The site of our third latrine is in the backyard of an elderly couple’s property. They have a daughter that spends much of her time in their house, a son who works construction in Trujillo, and at least two grandchildren. The older man was ecstatic about the prospect of the new latrine, and he delightedly showed us around his property in search of the perfect location. As we marked out the 2 x 2 meter square, he offered his services and those of his son to help dig the hole.

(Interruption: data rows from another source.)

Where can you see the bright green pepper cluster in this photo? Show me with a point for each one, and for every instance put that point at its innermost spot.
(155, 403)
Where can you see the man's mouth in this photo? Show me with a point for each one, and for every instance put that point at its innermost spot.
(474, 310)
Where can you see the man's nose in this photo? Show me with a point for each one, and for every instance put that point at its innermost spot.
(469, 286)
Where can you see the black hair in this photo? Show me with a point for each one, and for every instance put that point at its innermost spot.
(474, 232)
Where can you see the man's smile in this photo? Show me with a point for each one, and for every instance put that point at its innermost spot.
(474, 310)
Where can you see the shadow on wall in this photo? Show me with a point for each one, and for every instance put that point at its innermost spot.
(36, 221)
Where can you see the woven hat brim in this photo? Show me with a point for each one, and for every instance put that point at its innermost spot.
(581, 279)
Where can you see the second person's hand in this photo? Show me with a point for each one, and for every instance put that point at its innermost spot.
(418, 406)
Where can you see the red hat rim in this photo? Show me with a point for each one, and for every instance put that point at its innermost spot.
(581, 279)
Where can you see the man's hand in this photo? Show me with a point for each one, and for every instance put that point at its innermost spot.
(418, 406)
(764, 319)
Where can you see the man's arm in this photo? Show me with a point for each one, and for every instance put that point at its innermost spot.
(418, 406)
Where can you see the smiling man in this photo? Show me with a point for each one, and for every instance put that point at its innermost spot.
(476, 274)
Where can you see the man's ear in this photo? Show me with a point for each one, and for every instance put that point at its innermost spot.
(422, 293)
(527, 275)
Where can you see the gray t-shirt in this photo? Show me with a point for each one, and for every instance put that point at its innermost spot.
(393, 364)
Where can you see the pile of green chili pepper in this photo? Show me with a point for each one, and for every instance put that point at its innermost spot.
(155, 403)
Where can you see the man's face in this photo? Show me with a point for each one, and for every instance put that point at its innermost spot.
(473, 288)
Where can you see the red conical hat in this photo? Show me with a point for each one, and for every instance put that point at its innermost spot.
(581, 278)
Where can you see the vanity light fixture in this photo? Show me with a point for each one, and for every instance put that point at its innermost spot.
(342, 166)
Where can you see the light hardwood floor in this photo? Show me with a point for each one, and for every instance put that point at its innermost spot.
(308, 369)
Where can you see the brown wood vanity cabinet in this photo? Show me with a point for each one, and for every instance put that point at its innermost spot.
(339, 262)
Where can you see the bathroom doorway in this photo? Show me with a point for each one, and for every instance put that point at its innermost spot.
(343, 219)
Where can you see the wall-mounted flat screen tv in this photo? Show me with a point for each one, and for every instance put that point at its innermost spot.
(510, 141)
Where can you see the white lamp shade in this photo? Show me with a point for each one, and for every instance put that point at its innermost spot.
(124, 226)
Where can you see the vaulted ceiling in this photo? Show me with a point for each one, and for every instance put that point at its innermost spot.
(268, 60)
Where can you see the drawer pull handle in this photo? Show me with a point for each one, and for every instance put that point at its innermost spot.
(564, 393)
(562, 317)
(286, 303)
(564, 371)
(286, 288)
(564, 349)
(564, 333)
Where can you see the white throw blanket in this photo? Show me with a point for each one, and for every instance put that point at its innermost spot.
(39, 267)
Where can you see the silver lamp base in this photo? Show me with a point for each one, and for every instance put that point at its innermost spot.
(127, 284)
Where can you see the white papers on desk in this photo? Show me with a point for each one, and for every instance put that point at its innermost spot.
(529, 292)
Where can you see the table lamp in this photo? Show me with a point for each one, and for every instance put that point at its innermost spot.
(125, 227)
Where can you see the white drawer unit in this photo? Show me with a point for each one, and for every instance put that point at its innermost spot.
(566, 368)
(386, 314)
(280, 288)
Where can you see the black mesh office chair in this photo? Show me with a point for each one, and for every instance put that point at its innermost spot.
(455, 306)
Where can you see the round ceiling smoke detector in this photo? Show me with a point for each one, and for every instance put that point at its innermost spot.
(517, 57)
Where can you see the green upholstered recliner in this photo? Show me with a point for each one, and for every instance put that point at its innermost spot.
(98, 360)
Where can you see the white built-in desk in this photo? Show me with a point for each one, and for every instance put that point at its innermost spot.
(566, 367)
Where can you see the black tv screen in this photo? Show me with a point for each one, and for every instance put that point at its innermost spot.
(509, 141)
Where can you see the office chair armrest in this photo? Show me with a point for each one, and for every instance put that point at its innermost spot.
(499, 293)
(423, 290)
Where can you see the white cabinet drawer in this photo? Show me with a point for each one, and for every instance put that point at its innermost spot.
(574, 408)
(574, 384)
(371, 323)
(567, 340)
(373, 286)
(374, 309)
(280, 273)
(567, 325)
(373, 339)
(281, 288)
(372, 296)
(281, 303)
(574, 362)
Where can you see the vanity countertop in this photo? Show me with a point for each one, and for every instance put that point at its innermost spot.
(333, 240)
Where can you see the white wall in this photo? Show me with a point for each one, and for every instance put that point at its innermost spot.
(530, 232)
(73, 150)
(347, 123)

We were excited about having his son onboard, picturing an experienced, strapping young construction worker. But we exchanged some skeptical smiles at the thought of this hobbled old gentleman with a pick-axe and a shovel. We weren’t expecting his contribution to be much beyond his enthusiasm and some words of wisdom. This couldn’t have been more incorrect.
We were greeted yesterday with the sight of the elderly man, shirtless, in the bottom of an almost entirely completed hole. The son was working along-side, but the alacrity with which his father was beating the ground with the pick, and the rippling muscles barely contained by his aged Peruvian skin, identified the real power-house of this operation. We self-consciously hopped into the hole to give them a breather, knowing that progress was actually going to slow with inexperienced young gringos manning the shovels. The grandfather chuckled to himself as he watched us dig.

This was hardly the first time that the incredible Peruvian vitality took us by surprise. Two Peruvian brothers dug the first latrine’s hole in only three hours—a feat that our team of six struggled to accomplish in three days. We were assisted in digging the second hole by a nursing mother. She would remove the baby from her teat, work her shift with the shovel, and replace the baby during her break. On the work-day to repair the water-system, we passed her seventy year-old mother walking to the dig site armed with not one, but two shovels.
The individuals in Ciudad de Dios lack many basic resources, from health-care to education. But at least among the families we have had the pleasure of knowing from the latrine project, one resource they do not lack is resilience. Many of our projects are made possible by their incredible work ethic and fortitude. As privileged, educated volunteers and donors it is easy to look upon beneficiaries of development projects as needy, helpless or inferior. But it is important to remember that having need does not make you needy, requiring help does not make you helpless, and being a member of a low socio-economic stratum does not make you inferior.
Needless to say, as I attempted to shovel dirt out of the hole even half as fast as my elderly Peruvian counterpart, my shirt stayed on.